VAIL – The year was 1988 and the Ford Amphitheater was in the midst of celebrating its sophomore year as the Vail Valley’s newest summer attraction. The inaugural season had featured performances by Willie Nelson, the opening season of the Bravo! Vail Valley Music Festival and the kickoff for the Hot Summer Nights free concert series.However, there was still one performance element missing from the fledgling facilities’ repertoire. That was until July 16, 1988, when the Cleo Parker Robinson Dance Ensemble came to town, marking the first dance troupe to ever grace the stage.
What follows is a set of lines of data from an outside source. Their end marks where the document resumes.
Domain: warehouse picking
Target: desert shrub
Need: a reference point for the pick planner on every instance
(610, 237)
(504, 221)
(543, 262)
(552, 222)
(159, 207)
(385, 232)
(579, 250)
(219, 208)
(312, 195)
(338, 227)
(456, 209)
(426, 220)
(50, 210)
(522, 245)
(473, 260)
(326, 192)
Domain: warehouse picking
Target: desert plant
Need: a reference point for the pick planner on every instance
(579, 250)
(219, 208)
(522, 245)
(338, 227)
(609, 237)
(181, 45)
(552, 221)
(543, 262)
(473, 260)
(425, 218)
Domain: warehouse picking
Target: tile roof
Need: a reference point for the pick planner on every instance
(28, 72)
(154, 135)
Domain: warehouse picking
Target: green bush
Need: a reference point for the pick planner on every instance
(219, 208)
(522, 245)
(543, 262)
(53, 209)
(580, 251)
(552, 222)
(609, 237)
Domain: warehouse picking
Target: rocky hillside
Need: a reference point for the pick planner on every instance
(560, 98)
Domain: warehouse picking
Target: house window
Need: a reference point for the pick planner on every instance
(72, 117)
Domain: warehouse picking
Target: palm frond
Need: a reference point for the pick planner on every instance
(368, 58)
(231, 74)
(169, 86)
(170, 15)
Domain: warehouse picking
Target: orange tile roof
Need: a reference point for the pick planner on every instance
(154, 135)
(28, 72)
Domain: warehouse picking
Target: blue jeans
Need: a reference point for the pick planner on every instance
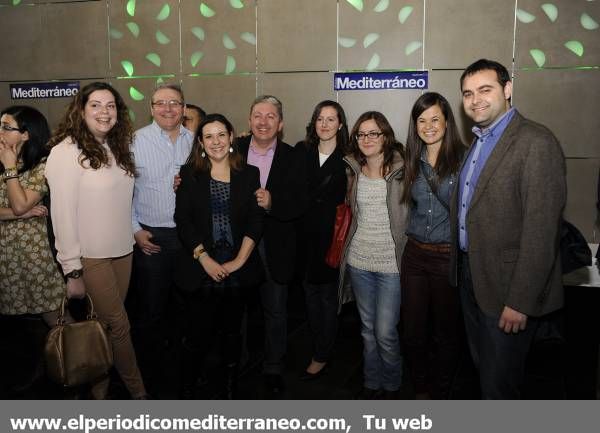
(378, 301)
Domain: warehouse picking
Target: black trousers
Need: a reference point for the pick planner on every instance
(321, 309)
(273, 297)
(431, 320)
(499, 357)
(153, 287)
(214, 315)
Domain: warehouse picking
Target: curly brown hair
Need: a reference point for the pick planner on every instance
(390, 144)
(119, 138)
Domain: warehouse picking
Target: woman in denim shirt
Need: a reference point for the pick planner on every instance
(430, 306)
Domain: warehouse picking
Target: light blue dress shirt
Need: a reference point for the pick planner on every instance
(157, 161)
(487, 138)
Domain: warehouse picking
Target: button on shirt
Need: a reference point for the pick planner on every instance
(157, 161)
(487, 138)
(429, 220)
(262, 160)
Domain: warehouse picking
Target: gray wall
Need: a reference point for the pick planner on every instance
(224, 52)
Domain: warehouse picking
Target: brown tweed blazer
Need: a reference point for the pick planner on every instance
(513, 223)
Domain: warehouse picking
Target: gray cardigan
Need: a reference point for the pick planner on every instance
(398, 214)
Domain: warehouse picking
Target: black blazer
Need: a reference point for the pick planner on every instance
(287, 185)
(193, 217)
(326, 190)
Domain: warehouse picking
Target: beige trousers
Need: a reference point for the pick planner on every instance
(107, 281)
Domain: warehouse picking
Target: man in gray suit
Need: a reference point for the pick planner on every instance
(507, 212)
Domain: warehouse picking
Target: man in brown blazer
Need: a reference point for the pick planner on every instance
(506, 211)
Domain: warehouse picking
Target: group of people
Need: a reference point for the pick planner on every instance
(443, 237)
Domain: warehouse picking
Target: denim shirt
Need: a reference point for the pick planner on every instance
(429, 221)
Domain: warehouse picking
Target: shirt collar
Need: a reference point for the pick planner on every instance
(259, 150)
(498, 125)
(182, 130)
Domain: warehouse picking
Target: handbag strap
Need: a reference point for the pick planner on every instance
(91, 313)
(433, 188)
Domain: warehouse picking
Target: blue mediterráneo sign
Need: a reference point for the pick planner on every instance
(400, 80)
(57, 89)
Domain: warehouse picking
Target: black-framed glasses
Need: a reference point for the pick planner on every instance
(372, 135)
(9, 128)
(164, 104)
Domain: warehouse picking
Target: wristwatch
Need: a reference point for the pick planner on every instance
(75, 274)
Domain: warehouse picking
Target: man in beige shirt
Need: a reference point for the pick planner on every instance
(159, 149)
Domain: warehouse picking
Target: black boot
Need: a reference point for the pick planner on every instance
(190, 378)
(231, 382)
(231, 355)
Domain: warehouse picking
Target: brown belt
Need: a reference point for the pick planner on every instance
(436, 248)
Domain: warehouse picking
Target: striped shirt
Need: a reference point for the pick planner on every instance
(157, 161)
(372, 247)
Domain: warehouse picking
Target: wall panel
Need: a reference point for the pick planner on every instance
(461, 31)
(225, 52)
(381, 35)
(551, 34)
(220, 39)
(566, 101)
(296, 36)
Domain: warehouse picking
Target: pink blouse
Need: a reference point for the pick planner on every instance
(90, 209)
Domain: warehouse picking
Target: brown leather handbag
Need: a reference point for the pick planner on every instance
(79, 352)
(343, 217)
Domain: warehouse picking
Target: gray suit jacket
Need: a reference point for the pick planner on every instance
(513, 223)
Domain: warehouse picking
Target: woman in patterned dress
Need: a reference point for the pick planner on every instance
(31, 282)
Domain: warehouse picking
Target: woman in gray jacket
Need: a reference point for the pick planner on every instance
(374, 247)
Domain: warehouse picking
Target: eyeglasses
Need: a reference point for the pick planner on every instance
(9, 128)
(164, 104)
(370, 135)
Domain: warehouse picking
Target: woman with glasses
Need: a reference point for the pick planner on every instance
(430, 306)
(30, 281)
(374, 247)
(219, 223)
(327, 142)
(90, 171)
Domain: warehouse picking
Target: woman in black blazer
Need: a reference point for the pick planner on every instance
(219, 224)
(326, 142)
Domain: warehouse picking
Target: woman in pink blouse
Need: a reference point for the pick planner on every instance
(90, 172)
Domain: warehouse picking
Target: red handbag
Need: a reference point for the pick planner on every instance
(343, 217)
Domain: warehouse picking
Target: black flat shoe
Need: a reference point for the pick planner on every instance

Now, 18 years later, Denver’s Cleo Parker Robinson Dance will return to the Ford Amphitheater Tuesday at 7:30 p.m. to help celebrate the Vail International Dance Festival’s “Different Dimensions” performance. The company will join forces with San Francisco’s ODC/Dance and the Nevada Ballet Theatre for a triple-header evening, billed as a “festival within a festival.”Founded in 1970 with the belief that the language of dance transcends the boundaries of culture, class and age, the company is committed to bringing dance into the lives of many diverse people.
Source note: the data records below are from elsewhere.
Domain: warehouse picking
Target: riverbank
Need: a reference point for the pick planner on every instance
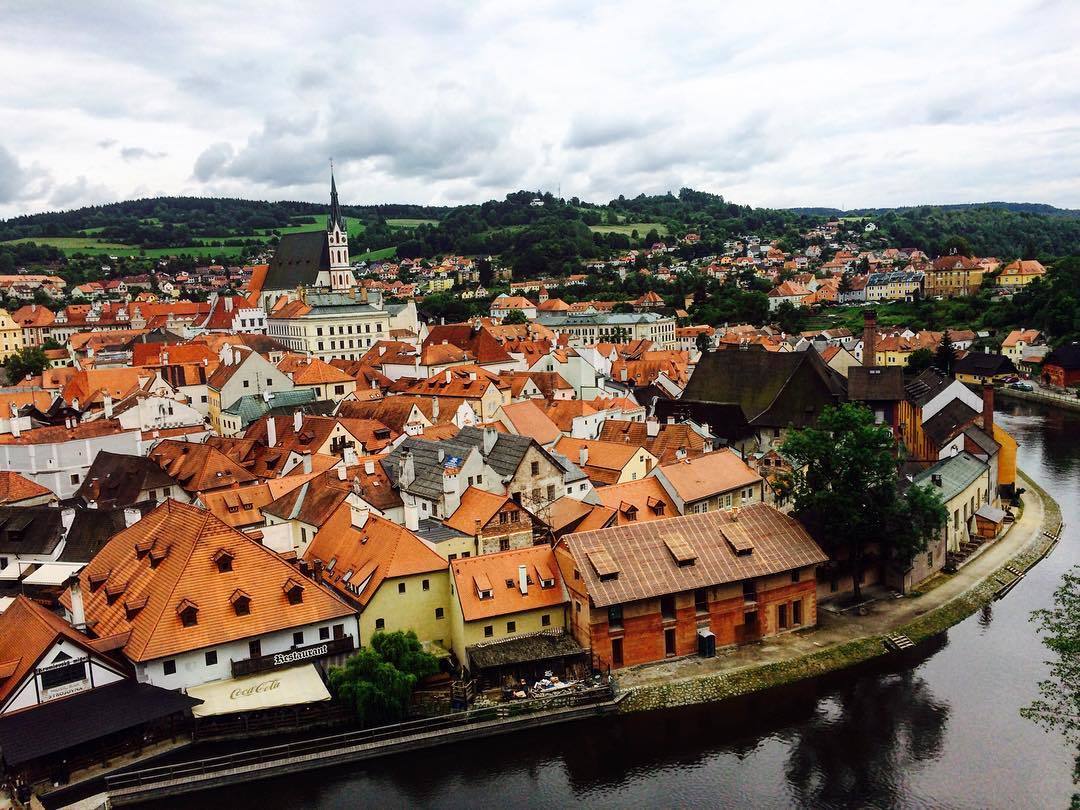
(1047, 397)
(841, 640)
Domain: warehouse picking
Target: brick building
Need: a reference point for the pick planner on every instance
(643, 593)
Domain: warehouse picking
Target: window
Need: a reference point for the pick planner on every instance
(615, 616)
(701, 601)
(667, 607)
(617, 652)
(62, 675)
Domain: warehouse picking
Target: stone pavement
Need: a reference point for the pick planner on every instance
(882, 616)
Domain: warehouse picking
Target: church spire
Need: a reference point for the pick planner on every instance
(335, 217)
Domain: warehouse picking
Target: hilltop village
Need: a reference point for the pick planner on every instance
(234, 476)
Artistic director Robinson is a master teacher and choreographer, as well as a cultural ambassador, who has taught and performed with her troupe throughout the world. In 1994, the Denver native was inducted into the Blacks in Colorado Hall of Fame, while in 1998, former President Clinton named Robinson as one of two artists to be appointed to the National Council of the Arts.This time around, Cleo Parker Robinson’s contribution to Different Dimensions will feature a performance of Raindance, choreographed by Milton Myers to the music of “Equinox” by Jean Michel Jarre. Fittingly, Raindance was also included as part of the 1988 performance.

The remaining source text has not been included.